DELPH-IN

Some thoughts on mapping MRSs to Wordnet sense (mainly illustrated with the ERG and PWN). Examples use a variant of the indexed MRS to save space (part of the work on Lexical Semantics).

Contents

Single Words

In straight forward cases like this, each open class predicate maps to a wordnet sense.

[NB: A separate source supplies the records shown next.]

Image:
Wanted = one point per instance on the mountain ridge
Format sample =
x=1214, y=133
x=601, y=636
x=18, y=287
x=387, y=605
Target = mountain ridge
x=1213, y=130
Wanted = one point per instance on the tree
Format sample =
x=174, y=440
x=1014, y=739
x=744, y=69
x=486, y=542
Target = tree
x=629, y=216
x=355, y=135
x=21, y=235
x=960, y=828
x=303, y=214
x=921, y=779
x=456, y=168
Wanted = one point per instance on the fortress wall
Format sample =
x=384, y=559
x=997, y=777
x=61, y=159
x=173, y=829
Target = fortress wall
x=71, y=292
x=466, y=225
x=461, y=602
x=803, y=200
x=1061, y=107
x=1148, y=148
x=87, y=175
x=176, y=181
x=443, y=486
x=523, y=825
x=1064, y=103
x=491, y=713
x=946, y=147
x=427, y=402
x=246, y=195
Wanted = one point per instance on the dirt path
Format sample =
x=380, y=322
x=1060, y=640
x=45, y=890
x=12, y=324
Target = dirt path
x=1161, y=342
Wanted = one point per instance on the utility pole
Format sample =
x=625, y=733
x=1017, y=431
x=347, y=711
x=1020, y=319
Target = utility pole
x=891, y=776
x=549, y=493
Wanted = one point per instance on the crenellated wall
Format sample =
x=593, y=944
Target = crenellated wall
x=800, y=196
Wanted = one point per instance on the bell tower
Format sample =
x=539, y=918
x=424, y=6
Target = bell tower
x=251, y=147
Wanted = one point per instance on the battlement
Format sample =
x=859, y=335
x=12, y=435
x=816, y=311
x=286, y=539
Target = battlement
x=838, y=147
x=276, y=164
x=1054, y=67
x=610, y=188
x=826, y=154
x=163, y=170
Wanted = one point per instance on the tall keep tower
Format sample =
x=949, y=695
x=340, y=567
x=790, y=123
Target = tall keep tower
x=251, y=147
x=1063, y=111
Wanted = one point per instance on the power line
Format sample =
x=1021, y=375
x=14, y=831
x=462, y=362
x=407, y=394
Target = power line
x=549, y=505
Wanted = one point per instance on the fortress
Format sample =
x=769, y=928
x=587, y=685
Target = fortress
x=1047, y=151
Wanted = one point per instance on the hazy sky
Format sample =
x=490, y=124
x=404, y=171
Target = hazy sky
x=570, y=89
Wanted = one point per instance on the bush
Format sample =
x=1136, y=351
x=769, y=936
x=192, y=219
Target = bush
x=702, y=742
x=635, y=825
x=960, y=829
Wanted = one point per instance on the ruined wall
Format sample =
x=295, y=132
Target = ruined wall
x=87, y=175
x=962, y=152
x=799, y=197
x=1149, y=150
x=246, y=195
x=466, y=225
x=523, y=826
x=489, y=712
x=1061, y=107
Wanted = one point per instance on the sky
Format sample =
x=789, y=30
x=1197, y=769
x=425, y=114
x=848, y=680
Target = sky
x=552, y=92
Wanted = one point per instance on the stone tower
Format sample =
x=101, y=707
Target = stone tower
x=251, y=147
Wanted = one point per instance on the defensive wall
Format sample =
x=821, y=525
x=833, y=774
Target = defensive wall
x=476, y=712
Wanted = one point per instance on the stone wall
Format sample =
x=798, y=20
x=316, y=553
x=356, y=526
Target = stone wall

The cat_{cat_n1} ate_{eat_v1} a dog_{dog_n1}.
e3:
 _1:_the_q⟨0:3⟩[BV x6]
 x6:_cat_n_1⟨4:7⟩[]
 e3:_eat_v_1⟨8:11⟩[ARG1 x6, ARG2 x9]
 _2:_a_q⟨12:13⟩[BV x9]
 x9:_dog_n_1⟨14:18⟩[]

Mapping the predicates to lemmas gives us directly:

x6:_cat_n_1 = cat_n1
e3:_eat_v_1 = eat_v1
x9:_dog_n_1 = dog_n1

Note that quantifiers are sometimes in wordnet, sometimes not:

Each_{each_a1} cat_{cat_n1} ate_{eat_v1} a dog_{dog_n1}.
e3:
 _1:_each_q⟨0:4⟩[BV x5]
 x5:_cat_n_1⟨5:8⟩[]
 e3:_eat_v_1⟨9:12⟩[ARG1 x5, ARG2 x9]
 _2:_a_q⟨13:14⟩[BV x9]
 x9:_dog_n_1⟨15:19⟩[]

Here we also have:

_1:_each_q = each_a1

(with a non matching pos a <> q)

Proper Nouns

For proper nouns (and numbers and a few others), the predicate is an abstraction like named_rel, and the value is in the CARG:

Bast_{Bast_n1} ate_{eat_v1} a dog_{dog_n1}.
e3:
 _1:proper_q⟨0:4⟩[BV x6]
 x6:named⟨0:4⟩("Bast")[]
 e3:_eat_v_1⟨5:8⟩[ARG1 x6, ARG2 x9]
 _2:_a_q⟨9:10⟩[BV x9]
 x9:_dog_n_1⟨11:15⟩[]

We want:

x6:named = Bast_1

Decomposed nouns

Some words are given complex semantics:

A cat_{cat_n1} ate_{eat_v1} here_{here_a1}
e3:
 _1:_a_q⟨0:1⟩[BV x6]
 x6:_cat_n_1⟨2:5⟩[]
 e3:_eat_v_1⟨6:9⟩[ARG1 x6]
 e10:loc_nonsp⟨10:15⟩[ARG1 e3, ARG2 x11]
 x11:place_n⟨10:15⟩[]
 _2:def_implicit_q⟨10:15⟩[BV x11]
 e16:_here_a_1⟨10:15⟩[ARG1 x11]

here is given semantics equivalent to “in this place”. Ideally, we would like a mapping such as:

e10:loc_nonsp = here_a1
x11:place_n = here_n1

with “e16:_here_a_1” unmapped. “in this place” = here_a1 and “this place” = hear_n1

There are not so many of these, it should be possible to do them with exception handling

Superlatives

Wordnet has some superlatives (linked through domain usage to superlative_n_1): best, worst, least, …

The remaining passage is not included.